Saturday, November 21, 2009

Unsolved: Collatz conjecture

First proposed in 1937 by the German mathematician Lothar Collatz, the Collatz conjecture is also known as the 3n + 1 problem, Kakutani's problem, the Syracuse problem, Thwaites' conjecture, and Ulam's conjecture. The conjecture starts with the following simple procedure:
  1. Let n be any natural number (n > 0).
  2. If n is odd, triple it and add 1 (n = 3n + 1).
  3. If n is even divide it in half (n = n/2).
  4. Stop if n = 1, otherwise go back to step 2.
The Collatz conjecture asks:
Does the above process always terminate (end with n = 1) for any starting value of n?
For example, starting with a value of n = 42, we get the following sequence

{ 42, 21, 64, 32, 16, 8, 4, 2, 1 }

The sequences produced by the Collatz procedure are known as hailstone sequences.

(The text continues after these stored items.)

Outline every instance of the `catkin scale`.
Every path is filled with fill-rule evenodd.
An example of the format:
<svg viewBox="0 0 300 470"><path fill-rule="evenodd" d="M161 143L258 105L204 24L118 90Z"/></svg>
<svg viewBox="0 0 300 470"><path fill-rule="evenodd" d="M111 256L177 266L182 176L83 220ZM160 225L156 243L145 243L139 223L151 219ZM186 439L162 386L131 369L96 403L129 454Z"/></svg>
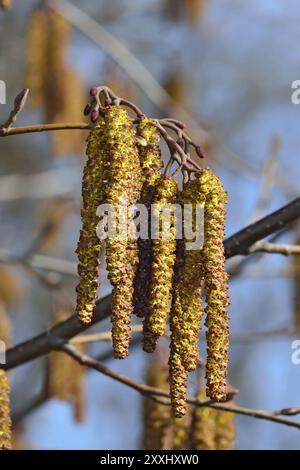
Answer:
<svg viewBox="0 0 300 470"><path fill-rule="evenodd" d="M158 238L152 240L151 285L149 292L149 313L144 320L143 347L146 352L153 352L157 339L165 332L172 295L172 282L176 259L175 225L171 205L177 199L177 183L174 179L161 177L157 183L153 217L159 226ZM170 226L165 226L163 211L170 209ZM166 228L168 234L164 239Z"/></svg>
<svg viewBox="0 0 300 470"><path fill-rule="evenodd" d="M11 419L9 383L7 374L0 369L0 450L11 449Z"/></svg>
<svg viewBox="0 0 300 470"><path fill-rule="evenodd" d="M142 170L143 185L140 204L148 210L148 238L138 239L139 264L134 281L134 313L138 317L146 317L149 313L149 294L151 286L152 243L150 237L151 204L156 185L160 179L159 170L163 163L159 148L160 135L155 123L143 117L138 124L138 134L143 144L138 143L139 157Z"/></svg>
<svg viewBox="0 0 300 470"><path fill-rule="evenodd" d="M124 109L116 106L107 111L105 136L110 155L106 203L114 206L117 225L116 235L106 241L108 278L113 285L112 339L115 358L123 359L129 348L138 246L130 233L118 233L121 228L120 210L123 204L132 224L129 210L140 195L141 167L132 119ZM130 226L127 229L129 232Z"/></svg>
<svg viewBox="0 0 300 470"><path fill-rule="evenodd" d="M105 147L104 128L105 122L99 121L90 132L86 151L88 159L82 179L82 229L76 250L80 278L76 288L76 312L79 320L87 324L92 321L97 298L99 255L102 247L102 242L96 233L99 222L96 211L104 200L109 171L109 154Z"/></svg>

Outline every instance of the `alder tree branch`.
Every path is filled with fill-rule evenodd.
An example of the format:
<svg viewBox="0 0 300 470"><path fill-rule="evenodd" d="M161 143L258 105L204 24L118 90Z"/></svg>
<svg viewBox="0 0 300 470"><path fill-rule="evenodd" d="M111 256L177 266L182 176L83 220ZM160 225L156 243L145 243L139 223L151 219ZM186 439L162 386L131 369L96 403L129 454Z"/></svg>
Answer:
<svg viewBox="0 0 300 470"><path fill-rule="evenodd" d="M280 255L300 255L300 245L282 245L259 241L252 245L248 252L251 253L278 253Z"/></svg>
<svg viewBox="0 0 300 470"><path fill-rule="evenodd" d="M64 344L59 349L65 352L66 354L68 354L79 364L85 367L89 367L90 369L97 370L101 374L106 375L107 377L110 377L111 379L116 380L117 382L120 382L126 385L127 387L132 388L133 390L137 391L138 393L140 393L141 395L149 399L156 399L157 397L167 399L164 401L159 401L159 403L166 405L166 406L171 405L169 393L166 392L165 390L161 390L155 387L150 387L149 385L138 383L132 379L129 379L128 377L109 369L100 361L97 361L96 359L86 354L81 354L73 345ZM232 400L234 395L235 395L234 392L233 393L230 392L228 394L228 401ZM217 410L222 410L222 411L226 411L229 413L235 413L235 414L240 414L244 416L249 416L251 418L258 418L258 419L263 419L267 421L272 421L274 423L285 424L286 426L300 429L300 422L280 417L280 415L286 415L286 416L297 415L300 413L300 408L295 408L295 407L285 408L283 410L275 411L272 413L272 412L267 412L267 411L254 410L251 408L244 408L238 405L216 403L211 400L199 401L193 397L188 397L187 403L190 403L191 405L198 406L198 407L215 408Z"/></svg>

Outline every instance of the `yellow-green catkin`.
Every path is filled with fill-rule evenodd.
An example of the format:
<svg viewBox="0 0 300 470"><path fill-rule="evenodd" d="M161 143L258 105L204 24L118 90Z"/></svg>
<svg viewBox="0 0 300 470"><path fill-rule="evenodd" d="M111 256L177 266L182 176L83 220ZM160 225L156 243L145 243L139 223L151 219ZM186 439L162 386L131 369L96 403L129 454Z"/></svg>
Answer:
<svg viewBox="0 0 300 470"><path fill-rule="evenodd" d="M11 449L11 418L7 374L0 369L0 450Z"/></svg>
<svg viewBox="0 0 300 470"><path fill-rule="evenodd" d="M82 180L82 229L76 250L80 277L76 288L76 312L79 320L86 324L92 321L99 285L99 255L102 242L96 233L99 223L96 212L104 200L109 170L109 154L104 130L105 121L101 120L90 132L87 141L88 159Z"/></svg>
<svg viewBox="0 0 300 470"><path fill-rule="evenodd" d="M152 206L159 233L157 238L152 239L149 314L144 320L143 347L146 352L153 352L155 349L157 339L165 332L170 312L176 259L174 204L177 193L176 181L162 176L157 184ZM170 211L170 221L165 217L166 210Z"/></svg>
<svg viewBox="0 0 300 470"><path fill-rule="evenodd" d="M146 317L149 314L152 259L150 211L163 162L159 147L160 135L153 120L147 117L141 118L138 124L138 134L138 150L143 179L139 203L148 210L148 238L138 239L139 264L134 282L134 313L138 317Z"/></svg>
<svg viewBox="0 0 300 470"><path fill-rule="evenodd" d="M172 450L189 449L190 413L182 418L172 418Z"/></svg>
<svg viewBox="0 0 300 470"><path fill-rule="evenodd" d="M168 370L159 355L151 358L147 369L146 383L150 387L168 390ZM171 445L170 437L171 411L168 406L149 398L144 399L144 450L161 450Z"/></svg>
<svg viewBox="0 0 300 470"><path fill-rule="evenodd" d="M216 411L215 443L217 450L231 450L235 447L235 414L228 411Z"/></svg>
<svg viewBox="0 0 300 470"><path fill-rule="evenodd" d="M192 210L193 232L196 227L196 205L204 207L205 196L201 191L199 180L189 181L183 188L180 201L185 208ZM176 342L182 364L187 371L196 368L199 362L198 340L204 309L202 306L203 257L202 246L187 249L184 237L183 260L178 267L173 287L171 331L173 342Z"/></svg>
<svg viewBox="0 0 300 470"><path fill-rule="evenodd" d="M226 400L229 327L228 275L225 271L224 227L227 194L211 170L198 175L205 194L204 211L204 276L207 306L207 395L212 400Z"/></svg>
<svg viewBox="0 0 300 470"><path fill-rule="evenodd" d="M187 379L188 373L182 365L181 356L178 353L176 338L174 338L174 336L171 336L169 357L169 382L171 404L173 414L176 418L181 418L186 414L187 411Z"/></svg>
<svg viewBox="0 0 300 470"><path fill-rule="evenodd" d="M3 10L8 10L11 7L12 0L0 0L0 7Z"/></svg>
<svg viewBox="0 0 300 470"><path fill-rule="evenodd" d="M108 278L113 285L112 339L115 358L123 359L128 355L138 265L137 240L130 233L133 224L130 207L140 195L141 167L135 129L126 110L110 108L105 121L106 145L111 159L106 202L115 208L117 229L116 235L106 241ZM127 227L122 223L124 210L129 218ZM124 229L128 229L128 233L124 233Z"/></svg>
<svg viewBox="0 0 300 470"><path fill-rule="evenodd" d="M207 400L204 390L197 394L199 401ZM191 425L192 450L216 450L217 411L209 407L194 407Z"/></svg>

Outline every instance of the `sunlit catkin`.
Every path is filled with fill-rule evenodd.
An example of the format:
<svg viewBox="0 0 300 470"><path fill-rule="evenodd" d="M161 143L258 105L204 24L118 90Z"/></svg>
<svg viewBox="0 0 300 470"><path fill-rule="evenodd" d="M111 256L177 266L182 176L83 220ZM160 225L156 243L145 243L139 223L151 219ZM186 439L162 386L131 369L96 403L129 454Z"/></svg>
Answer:
<svg viewBox="0 0 300 470"><path fill-rule="evenodd" d="M138 317L146 317L149 313L149 294L151 284L152 243L150 235L151 204L157 182L160 179L159 170L163 163L159 148L160 135L155 123L143 117L138 125L138 150L141 162L143 185L140 204L148 211L148 237L138 239L139 264L134 281L134 313Z"/></svg>
<svg viewBox="0 0 300 470"><path fill-rule="evenodd" d="M12 0L0 0L2 10L8 10L11 7Z"/></svg>
<svg viewBox="0 0 300 470"><path fill-rule="evenodd" d="M187 371L182 365L176 338L171 336L169 357L169 381L172 409L176 418L181 418L187 410Z"/></svg>
<svg viewBox="0 0 300 470"><path fill-rule="evenodd" d="M106 145L110 155L106 202L116 214L116 234L106 241L108 278L112 291L112 338L115 358L128 355L134 277L138 265L137 240L131 233L131 206L140 196L141 167L132 119L126 110L111 107L105 118ZM124 226L124 215L128 224Z"/></svg>
<svg viewBox="0 0 300 470"><path fill-rule="evenodd" d="M6 372L0 369L0 450L9 449L11 449L9 383Z"/></svg>
<svg viewBox="0 0 300 470"><path fill-rule="evenodd" d="M229 297L223 240L227 194L211 170L200 172L198 178L205 194L203 259L207 302L207 395L212 400L225 401Z"/></svg>
<svg viewBox="0 0 300 470"><path fill-rule="evenodd" d="M197 394L199 401L207 400L204 390ZM217 411L213 408L195 406L191 425L191 448L192 450L215 450L216 449L216 416Z"/></svg>
<svg viewBox="0 0 300 470"><path fill-rule="evenodd" d="M83 323L92 321L99 284L99 255L102 243L96 233L99 222L96 212L105 197L109 171L109 153L104 130L105 122L99 121L90 132L87 142L88 159L82 180L82 228L76 250L80 278L76 288L76 312Z"/></svg>
<svg viewBox="0 0 300 470"><path fill-rule="evenodd" d="M146 352L152 352L156 340L164 334L170 312L176 258L174 204L177 192L174 179L161 177L153 199L153 225L158 228L158 233L152 239L150 308L144 320L143 346ZM149 341L151 335L153 341Z"/></svg>
<svg viewBox="0 0 300 470"><path fill-rule="evenodd" d="M204 208L205 195L202 193L198 178L189 181L180 196L185 207L184 214L190 214L190 227L193 233L200 233L200 220L196 206ZM200 214L201 216L201 214ZM187 215L186 215L187 217ZM186 221L187 222L187 221ZM186 224L187 225L187 224ZM171 330L173 342L176 342L182 364L187 371L196 368L199 361L198 339L203 317L202 283L203 283L203 253L201 240L188 240L191 236L185 227L183 260L178 267L173 287ZM193 247L188 244L195 243ZM189 249L191 248L191 249Z"/></svg>

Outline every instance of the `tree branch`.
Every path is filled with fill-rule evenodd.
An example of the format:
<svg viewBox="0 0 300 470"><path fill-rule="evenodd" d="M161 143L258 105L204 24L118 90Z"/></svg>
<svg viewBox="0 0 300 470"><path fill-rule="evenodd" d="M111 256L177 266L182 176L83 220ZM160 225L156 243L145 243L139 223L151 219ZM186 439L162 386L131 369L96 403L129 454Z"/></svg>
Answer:
<svg viewBox="0 0 300 470"><path fill-rule="evenodd" d="M46 131L65 131L69 129L91 129L90 124L86 122L63 122L56 124L34 124L33 126L20 126L20 127L0 127L0 137L7 137L9 135L29 134L32 132L46 132Z"/></svg>
<svg viewBox="0 0 300 470"><path fill-rule="evenodd" d="M284 256L300 255L300 245L282 245L259 241L250 246L248 253L277 253Z"/></svg>
<svg viewBox="0 0 300 470"><path fill-rule="evenodd" d="M166 398L167 401L160 401L160 403L166 406L170 406L170 396L169 396L169 393L166 392L165 390L161 390L155 387L150 387L149 385L135 382L134 380L129 379L128 377L124 375L118 374L117 372L114 372L113 370L101 364L101 362L97 361L96 359L90 356L87 356L86 354L81 354L73 345L64 344L60 347L60 349L61 351L71 356L79 364L89 367L91 369L97 370L101 374L106 375L107 377L110 377L111 379L116 380L117 382L120 382L126 385L127 387L132 388L133 390L136 390L138 393L140 393L143 396L146 396L149 399L153 399L157 397ZM229 395L230 396L228 397L228 399L231 400L232 399L231 393ZM237 405L230 405L226 403L215 403L215 402L212 402L211 400L199 401L193 397L188 397L187 402L194 406L215 408L217 410L222 410L222 411L226 411L229 413L236 413L236 414L240 414L243 416L249 416L251 418L258 418L258 419L263 419L267 421L272 421L274 423L285 424L286 426L300 429L300 422L292 421L287 418L281 418L279 416L281 414L289 415L289 413L291 415L296 415L300 413L299 408L285 408L284 410L279 410L274 413L270 413L267 411L244 408L244 407L237 406Z"/></svg>

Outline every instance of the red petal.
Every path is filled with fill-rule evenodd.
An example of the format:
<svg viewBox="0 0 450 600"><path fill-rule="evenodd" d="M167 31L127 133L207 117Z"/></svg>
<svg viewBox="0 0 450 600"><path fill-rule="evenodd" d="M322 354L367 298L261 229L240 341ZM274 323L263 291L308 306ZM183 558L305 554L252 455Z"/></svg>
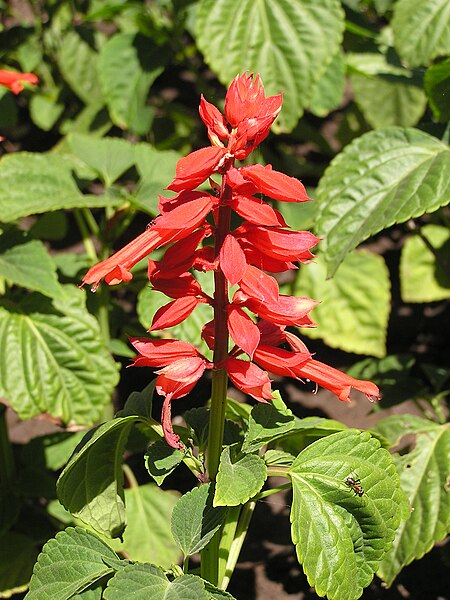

The conjecture remains unanswered, although it has been proven that the process terminates for all values of n up to 5.764 × 1018. In 1972, John Conway proved that it is possible for problems of this type to be undecidable, so it is not known if a solution is even possible.

3 comments:

Troy said...

Is it possible to explain how this conjecture might be undecidable?

I'm somewhat familiar with undecidable propositions, but I the examples I remember are more like "Use truth machine T to prove that T will prove that statement X is true", where the statement involves a reference to the system being used to prove statements.

This conjecture doesn't seem like it fits into that pattern.

Bill the Lizard said...

Troy,
What Conway did is definitely different than what you describe (which sounds very similar to Turing's proof that the Halting problem is undecidable).

Conway created a new problem that generalized Collatz, by introducing a family of functions, of which the Collatz function is a member. He then showed that there's no way to show that all of these Collatz-like functions terminate at 1.

There's a decent (but I can't bring myself to say simple) explanation of the Conway-Collatz problem starting on page 119 of Iteration[PFD] by Klaus Sutner.

Unknown said...

when the number is of positive integer,the number always terminate (end with n=1).